この前会った時よりも痩せ、顔色も良くない。
「おい、こっちは心配してわざわざここまで来たんだ。ちゃんと…」
「ナツミっていうんだ」
「あ?」
「夏の海と書いて、なつみ」
さっき辻本医師が言っていた「なっちゃん」のことだと思った。
彼は俺にその人のことを話そうとしてくれている。
だから覚悟を決めた。
上着を脱ぐと、天宮の隣に腰をおろした。
「いいのか?砂だらけだぞ。高いんだろ、このスーツ」
「まあな、あんたなんて一生袖を通すこともかなわないほどだ」
「けっ」と笑った天宮は海に視線を戻すと、驚くほど淡々と自らの罪を、そして愛する人の死を俺に語った。
昔、施設にいた頃、おせっかいな町の大人から聞いた内容とたいして変わらなかった。
だが、天宮のその女性への想いはどこまでも深かった。
「たまにさ、そいつに会いたくて仕方なくなるんだ。
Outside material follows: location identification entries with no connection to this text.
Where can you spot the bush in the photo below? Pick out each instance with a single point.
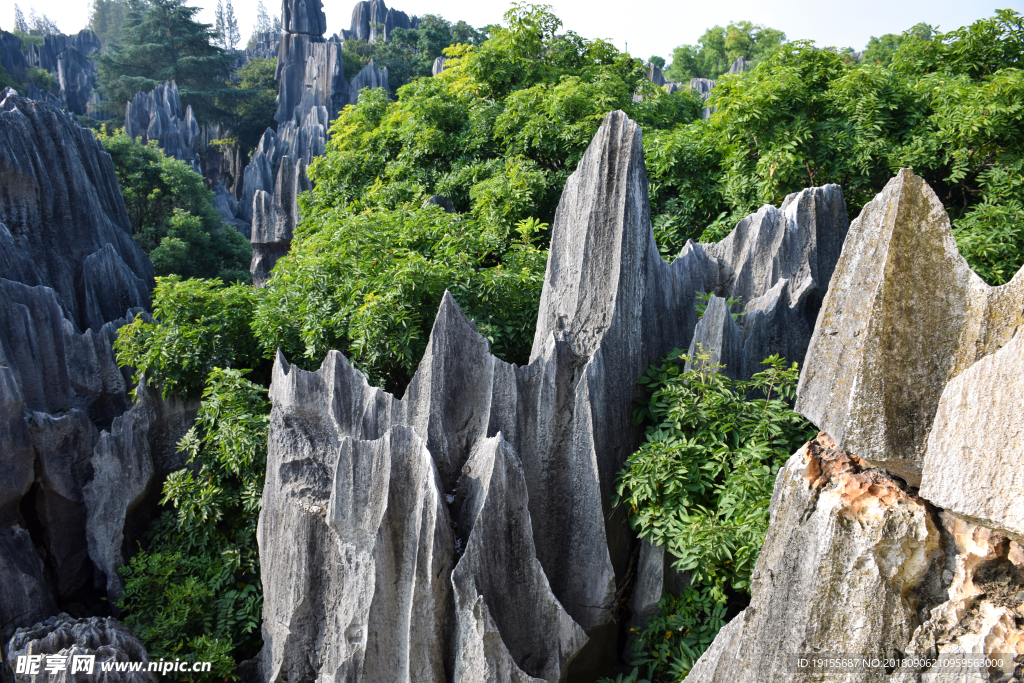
(172, 214)
(195, 591)
(197, 325)
(700, 485)
(370, 285)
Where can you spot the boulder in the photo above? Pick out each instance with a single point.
(103, 638)
(158, 116)
(372, 19)
(902, 303)
(60, 204)
(259, 174)
(303, 16)
(847, 563)
(739, 66)
(140, 444)
(972, 464)
(531, 446)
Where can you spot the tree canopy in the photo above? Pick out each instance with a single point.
(161, 41)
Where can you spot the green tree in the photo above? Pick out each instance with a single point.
(172, 214)
(160, 41)
(700, 485)
(255, 102)
(719, 47)
(195, 591)
(105, 18)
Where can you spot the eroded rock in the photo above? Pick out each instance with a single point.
(104, 638)
(610, 305)
(902, 303)
(846, 549)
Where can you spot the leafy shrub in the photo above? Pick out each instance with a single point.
(700, 485)
(370, 285)
(195, 591)
(172, 214)
(198, 325)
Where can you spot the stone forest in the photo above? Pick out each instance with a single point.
(424, 352)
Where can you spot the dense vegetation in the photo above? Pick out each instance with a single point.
(410, 53)
(172, 214)
(718, 48)
(700, 486)
(498, 133)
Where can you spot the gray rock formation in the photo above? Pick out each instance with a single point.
(158, 116)
(739, 66)
(259, 174)
(105, 639)
(70, 276)
(369, 14)
(61, 207)
(11, 57)
(369, 77)
(842, 542)
(274, 218)
(927, 325)
(513, 452)
(266, 47)
(126, 461)
(914, 369)
(972, 464)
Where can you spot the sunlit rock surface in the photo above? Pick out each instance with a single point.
(527, 556)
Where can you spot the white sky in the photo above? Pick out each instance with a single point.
(651, 28)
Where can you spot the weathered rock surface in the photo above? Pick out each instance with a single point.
(274, 218)
(373, 20)
(972, 464)
(843, 541)
(903, 303)
(158, 116)
(60, 204)
(610, 305)
(70, 276)
(104, 638)
(140, 444)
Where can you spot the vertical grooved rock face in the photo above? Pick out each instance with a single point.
(904, 314)
(972, 465)
(62, 211)
(520, 462)
(844, 553)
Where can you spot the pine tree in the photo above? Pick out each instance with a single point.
(19, 23)
(231, 35)
(161, 41)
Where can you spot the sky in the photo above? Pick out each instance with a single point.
(655, 28)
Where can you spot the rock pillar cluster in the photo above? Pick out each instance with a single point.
(896, 534)
(463, 531)
(76, 459)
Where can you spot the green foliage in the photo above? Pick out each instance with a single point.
(949, 105)
(253, 101)
(522, 105)
(105, 17)
(198, 325)
(409, 53)
(700, 485)
(160, 41)
(195, 591)
(172, 214)
(718, 48)
(370, 285)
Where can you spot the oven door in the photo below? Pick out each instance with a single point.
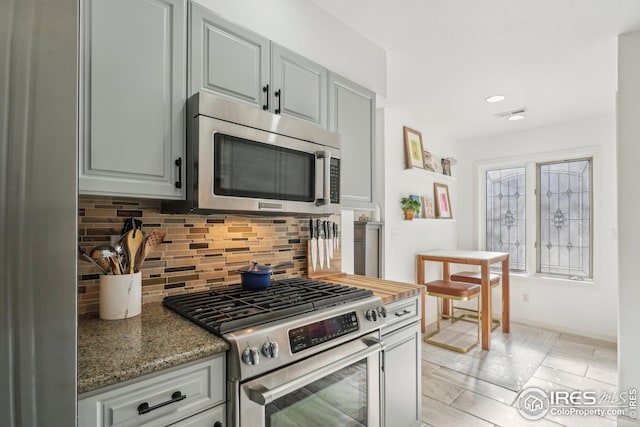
(241, 168)
(339, 387)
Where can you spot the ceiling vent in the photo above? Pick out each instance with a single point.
(517, 112)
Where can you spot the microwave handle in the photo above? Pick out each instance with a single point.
(323, 181)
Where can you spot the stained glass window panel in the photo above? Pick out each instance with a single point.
(505, 215)
(564, 209)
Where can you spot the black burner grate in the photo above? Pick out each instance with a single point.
(228, 309)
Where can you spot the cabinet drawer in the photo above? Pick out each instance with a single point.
(202, 384)
(401, 313)
(205, 419)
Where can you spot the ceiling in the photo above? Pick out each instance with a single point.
(557, 58)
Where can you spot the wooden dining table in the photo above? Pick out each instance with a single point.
(484, 260)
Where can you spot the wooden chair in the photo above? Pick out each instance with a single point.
(454, 291)
(475, 278)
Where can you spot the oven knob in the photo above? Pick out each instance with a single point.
(250, 356)
(270, 349)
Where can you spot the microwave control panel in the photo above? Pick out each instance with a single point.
(334, 196)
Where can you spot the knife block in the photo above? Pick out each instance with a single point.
(323, 271)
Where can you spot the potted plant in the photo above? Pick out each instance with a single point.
(410, 206)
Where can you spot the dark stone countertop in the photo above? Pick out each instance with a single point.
(113, 351)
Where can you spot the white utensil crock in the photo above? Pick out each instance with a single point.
(120, 296)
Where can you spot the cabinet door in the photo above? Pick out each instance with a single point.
(403, 377)
(133, 97)
(227, 60)
(352, 114)
(299, 86)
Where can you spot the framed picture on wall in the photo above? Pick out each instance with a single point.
(413, 148)
(443, 204)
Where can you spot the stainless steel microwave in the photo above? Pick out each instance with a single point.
(242, 159)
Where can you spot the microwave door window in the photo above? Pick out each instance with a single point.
(244, 168)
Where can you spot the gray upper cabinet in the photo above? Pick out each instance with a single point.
(133, 91)
(227, 60)
(234, 62)
(352, 110)
(299, 86)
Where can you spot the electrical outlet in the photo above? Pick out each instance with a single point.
(395, 233)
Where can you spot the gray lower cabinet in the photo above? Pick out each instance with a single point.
(133, 91)
(234, 62)
(352, 110)
(190, 395)
(402, 364)
(367, 249)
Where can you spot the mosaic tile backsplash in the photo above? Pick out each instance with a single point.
(199, 252)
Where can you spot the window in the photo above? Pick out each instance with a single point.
(562, 213)
(506, 231)
(564, 218)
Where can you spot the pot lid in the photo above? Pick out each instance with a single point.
(255, 268)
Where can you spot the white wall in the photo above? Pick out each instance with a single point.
(404, 239)
(584, 308)
(629, 206)
(310, 31)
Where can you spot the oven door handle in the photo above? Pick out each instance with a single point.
(262, 395)
(323, 183)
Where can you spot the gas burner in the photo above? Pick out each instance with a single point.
(232, 308)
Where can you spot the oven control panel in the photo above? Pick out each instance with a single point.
(317, 333)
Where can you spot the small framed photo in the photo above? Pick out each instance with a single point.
(428, 161)
(443, 204)
(446, 166)
(427, 207)
(413, 148)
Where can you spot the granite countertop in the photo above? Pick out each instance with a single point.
(112, 351)
(389, 290)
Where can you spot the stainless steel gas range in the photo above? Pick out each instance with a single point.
(303, 352)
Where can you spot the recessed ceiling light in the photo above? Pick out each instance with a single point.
(495, 98)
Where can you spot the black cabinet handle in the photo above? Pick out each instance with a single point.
(278, 95)
(266, 90)
(179, 164)
(144, 407)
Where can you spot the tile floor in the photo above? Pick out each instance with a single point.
(451, 399)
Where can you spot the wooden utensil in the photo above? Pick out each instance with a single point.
(132, 242)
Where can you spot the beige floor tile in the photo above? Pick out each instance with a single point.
(566, 363)
(573, 348)
(438, 414)
(495, 412)
(605, 374)
(587, 340)
(607, 354)
(439, 389)
(481, 387)
(571, 381)
(428, 367)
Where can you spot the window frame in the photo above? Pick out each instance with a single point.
(538, 225)
(529, 161)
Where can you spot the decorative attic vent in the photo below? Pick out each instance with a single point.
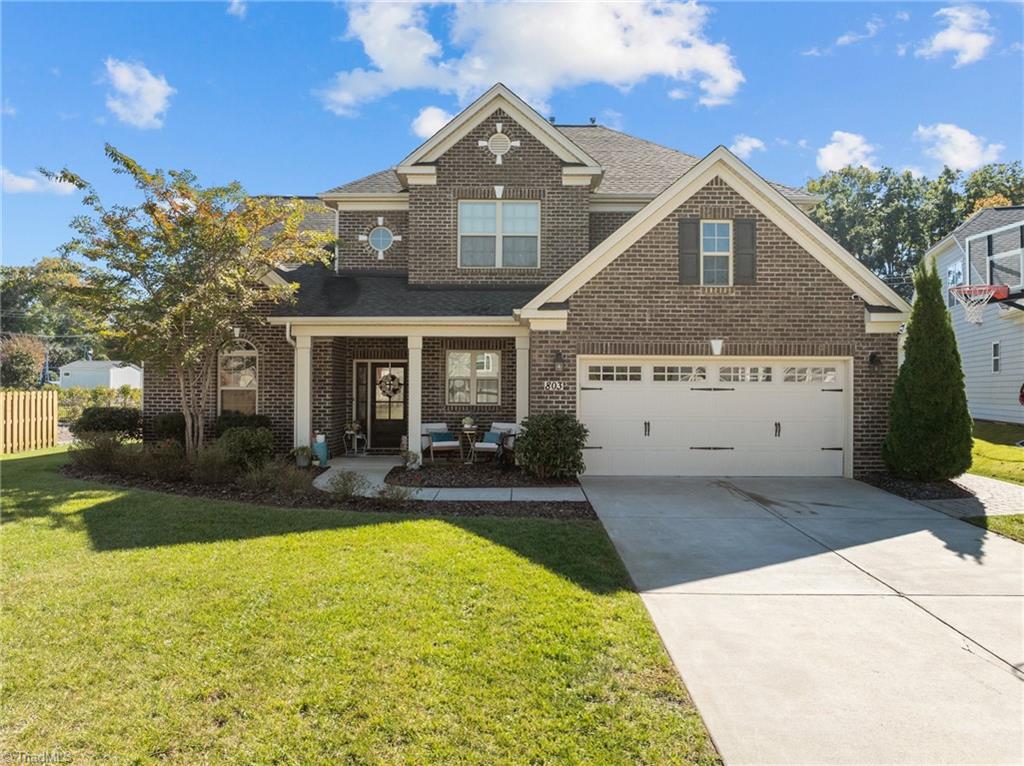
(499, 144)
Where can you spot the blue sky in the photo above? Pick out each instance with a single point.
(297, 97)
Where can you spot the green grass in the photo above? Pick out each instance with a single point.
(1011, 526)
(140, 627)
(994, 452)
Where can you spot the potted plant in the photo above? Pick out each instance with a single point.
(303, 456)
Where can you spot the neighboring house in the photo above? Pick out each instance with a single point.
(992, 352)
(687, 310)
(100, 374)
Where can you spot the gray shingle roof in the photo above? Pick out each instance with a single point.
(323, 293)
(987, 219)
(631, 165)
すると不思議なもんでさ、必ず夢に出てくるんだ。いつもそうだった。俺が悩んだりしてると見てられないのか、いつも手を差し伸べてくれた。いい女だろ?」
「…ああ」
天宮は砂をはすくってはサラサラと指の隙間から落としてゆく。
それが砂時計を連想させた。
二度とは戻らない時の流れ。
動かなくなった愛。
やり直せない日々。
「刑務所を出てきて、初めてそいつがいなくなったことを知らされてさ。いっそのこと後を追おうと思った」
だけど、そう付け加えると、少し照れたように鼻の頭をかいた。